The explosion erupted.

The moonship was torn into fragments. Shards of metal blasted in every direction. Ten million panes of glass fragmented in the Crystal Palace. Courtiers flung themselves in front of Her Majesty.[25] Beyond the electrified perimeter fence Will and Tim were bowled back by the force of the blast, and rich and and famous folk who sprawled upon the clipped lawns were swept away as if painted dollies before the hand of a petulant child. The bandstand collapsed, spilling musicians. A mushroom cloud rose into the sky.

All was chaos and destruction and devastation.

Will raised his head. His hair was scorched, his face somewhat reddened, but he seemed otherwise uninjured.

“Tim,” he called. “Tim.”

Folk were fleeing now. Some of them were on fire. Will caught sight of Oscar Wilde, his trousers ablaze, and Lord Babbage and Mr Tesla and, it seemed, every notable body of the age, running and screaming and patting at their burning bits and bobs. It was mayhem.

“Bugger me,” said Tim, raising himself from beneath a fallen section of bandstand and freeing himself from beneath his hair. “Will?”

“I’m here,” Will dusted debris from his person. “We’re both here. Both still here.”

“But the moonship? Our many times great-granddad?”
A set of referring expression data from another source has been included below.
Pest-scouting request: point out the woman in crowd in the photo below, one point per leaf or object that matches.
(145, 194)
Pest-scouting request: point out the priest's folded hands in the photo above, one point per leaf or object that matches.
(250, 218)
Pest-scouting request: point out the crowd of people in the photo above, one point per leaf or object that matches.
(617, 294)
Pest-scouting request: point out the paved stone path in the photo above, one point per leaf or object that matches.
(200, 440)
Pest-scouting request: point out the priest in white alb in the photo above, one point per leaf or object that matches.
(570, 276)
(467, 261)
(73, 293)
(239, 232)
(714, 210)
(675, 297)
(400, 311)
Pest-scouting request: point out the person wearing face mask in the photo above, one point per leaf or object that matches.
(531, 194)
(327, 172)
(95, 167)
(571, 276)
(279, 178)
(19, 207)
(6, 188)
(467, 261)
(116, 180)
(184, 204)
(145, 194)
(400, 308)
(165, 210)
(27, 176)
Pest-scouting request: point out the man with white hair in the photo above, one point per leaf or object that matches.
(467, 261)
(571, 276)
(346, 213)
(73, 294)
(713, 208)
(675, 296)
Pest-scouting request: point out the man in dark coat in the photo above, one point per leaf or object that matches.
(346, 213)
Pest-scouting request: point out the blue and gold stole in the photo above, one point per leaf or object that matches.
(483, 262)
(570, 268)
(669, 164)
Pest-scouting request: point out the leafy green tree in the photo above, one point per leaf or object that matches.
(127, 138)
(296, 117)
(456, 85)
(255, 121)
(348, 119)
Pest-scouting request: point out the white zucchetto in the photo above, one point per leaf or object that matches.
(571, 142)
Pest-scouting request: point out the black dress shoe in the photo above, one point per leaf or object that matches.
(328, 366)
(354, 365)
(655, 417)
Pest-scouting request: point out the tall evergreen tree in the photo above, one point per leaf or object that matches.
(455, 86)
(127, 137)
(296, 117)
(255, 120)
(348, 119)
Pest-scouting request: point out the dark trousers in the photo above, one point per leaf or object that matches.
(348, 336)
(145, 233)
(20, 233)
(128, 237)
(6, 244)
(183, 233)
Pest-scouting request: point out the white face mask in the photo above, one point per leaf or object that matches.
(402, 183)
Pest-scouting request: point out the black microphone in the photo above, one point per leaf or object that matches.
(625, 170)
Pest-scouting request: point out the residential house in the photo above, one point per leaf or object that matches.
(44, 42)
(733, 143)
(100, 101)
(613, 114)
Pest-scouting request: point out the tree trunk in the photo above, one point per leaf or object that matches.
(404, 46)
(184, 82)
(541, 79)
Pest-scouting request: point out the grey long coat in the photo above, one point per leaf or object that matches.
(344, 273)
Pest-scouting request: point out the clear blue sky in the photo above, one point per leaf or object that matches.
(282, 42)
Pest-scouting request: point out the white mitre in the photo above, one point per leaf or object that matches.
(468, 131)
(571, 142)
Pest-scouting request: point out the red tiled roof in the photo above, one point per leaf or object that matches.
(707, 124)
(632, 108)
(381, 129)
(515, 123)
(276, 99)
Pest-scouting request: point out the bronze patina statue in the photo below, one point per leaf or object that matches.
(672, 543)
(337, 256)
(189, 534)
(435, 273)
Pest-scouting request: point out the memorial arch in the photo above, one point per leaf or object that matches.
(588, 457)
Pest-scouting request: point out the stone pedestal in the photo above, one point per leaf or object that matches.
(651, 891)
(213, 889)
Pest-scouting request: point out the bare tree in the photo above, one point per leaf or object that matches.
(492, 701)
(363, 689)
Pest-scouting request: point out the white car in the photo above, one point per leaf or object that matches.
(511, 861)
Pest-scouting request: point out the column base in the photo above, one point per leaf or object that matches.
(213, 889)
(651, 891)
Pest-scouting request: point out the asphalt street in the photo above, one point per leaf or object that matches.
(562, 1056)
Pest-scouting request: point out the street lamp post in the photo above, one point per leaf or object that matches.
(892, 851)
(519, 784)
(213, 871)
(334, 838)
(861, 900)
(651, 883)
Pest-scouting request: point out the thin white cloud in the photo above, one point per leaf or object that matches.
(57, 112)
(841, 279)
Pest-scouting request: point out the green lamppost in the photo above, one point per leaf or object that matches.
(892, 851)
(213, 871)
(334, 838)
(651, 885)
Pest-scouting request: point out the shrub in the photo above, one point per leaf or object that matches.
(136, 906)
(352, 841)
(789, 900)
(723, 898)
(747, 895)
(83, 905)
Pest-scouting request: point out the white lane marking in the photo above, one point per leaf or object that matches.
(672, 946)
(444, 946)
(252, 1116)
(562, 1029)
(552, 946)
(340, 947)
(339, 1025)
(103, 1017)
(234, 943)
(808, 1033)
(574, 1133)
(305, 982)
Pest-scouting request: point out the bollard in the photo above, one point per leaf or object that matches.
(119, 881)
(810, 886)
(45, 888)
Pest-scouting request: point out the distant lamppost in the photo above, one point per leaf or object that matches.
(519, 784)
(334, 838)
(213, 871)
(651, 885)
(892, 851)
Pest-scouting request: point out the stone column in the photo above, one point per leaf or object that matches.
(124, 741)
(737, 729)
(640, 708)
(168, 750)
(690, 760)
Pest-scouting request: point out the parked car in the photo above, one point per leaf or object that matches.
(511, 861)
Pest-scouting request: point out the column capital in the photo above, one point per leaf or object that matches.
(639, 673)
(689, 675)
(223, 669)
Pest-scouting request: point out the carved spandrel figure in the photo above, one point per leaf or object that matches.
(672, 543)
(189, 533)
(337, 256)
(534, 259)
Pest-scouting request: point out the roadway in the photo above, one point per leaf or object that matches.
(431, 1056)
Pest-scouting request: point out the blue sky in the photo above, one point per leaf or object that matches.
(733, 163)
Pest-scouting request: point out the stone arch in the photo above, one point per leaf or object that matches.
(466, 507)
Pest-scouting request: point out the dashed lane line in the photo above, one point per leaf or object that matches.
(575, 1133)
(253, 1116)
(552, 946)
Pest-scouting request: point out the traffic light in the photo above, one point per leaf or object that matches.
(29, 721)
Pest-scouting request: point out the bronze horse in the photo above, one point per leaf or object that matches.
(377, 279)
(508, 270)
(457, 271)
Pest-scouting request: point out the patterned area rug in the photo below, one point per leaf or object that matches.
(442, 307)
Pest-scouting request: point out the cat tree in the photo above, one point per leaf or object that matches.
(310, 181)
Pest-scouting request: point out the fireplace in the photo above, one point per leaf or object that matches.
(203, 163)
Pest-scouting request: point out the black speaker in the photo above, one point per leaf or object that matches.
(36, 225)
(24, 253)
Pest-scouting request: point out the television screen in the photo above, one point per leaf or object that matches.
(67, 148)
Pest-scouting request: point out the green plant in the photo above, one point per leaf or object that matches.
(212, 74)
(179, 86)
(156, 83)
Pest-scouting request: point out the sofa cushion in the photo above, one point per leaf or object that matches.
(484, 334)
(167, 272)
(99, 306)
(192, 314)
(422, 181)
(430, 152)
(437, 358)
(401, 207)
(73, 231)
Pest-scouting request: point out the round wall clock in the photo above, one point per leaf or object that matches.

“I don’t know,” said Will.

“But he couldn’t have survived.”

“I just don’t know.”

“Let’s get out of here,” said Tim.

“We can’t. People are injured. Many people. We’ll have to help.”

“You’re right.”

A wild-eyed and trembly Queen Victoria was being escorted away from the scene of devastation. Military fellows were stumbling about, helping up the fallen. The Crystal Palace itself was now ablaze.

Tim pointed towards it. “I remember being taught in history about that burning down,” he said, “although it seems that they got the date wrong and the circumstances.”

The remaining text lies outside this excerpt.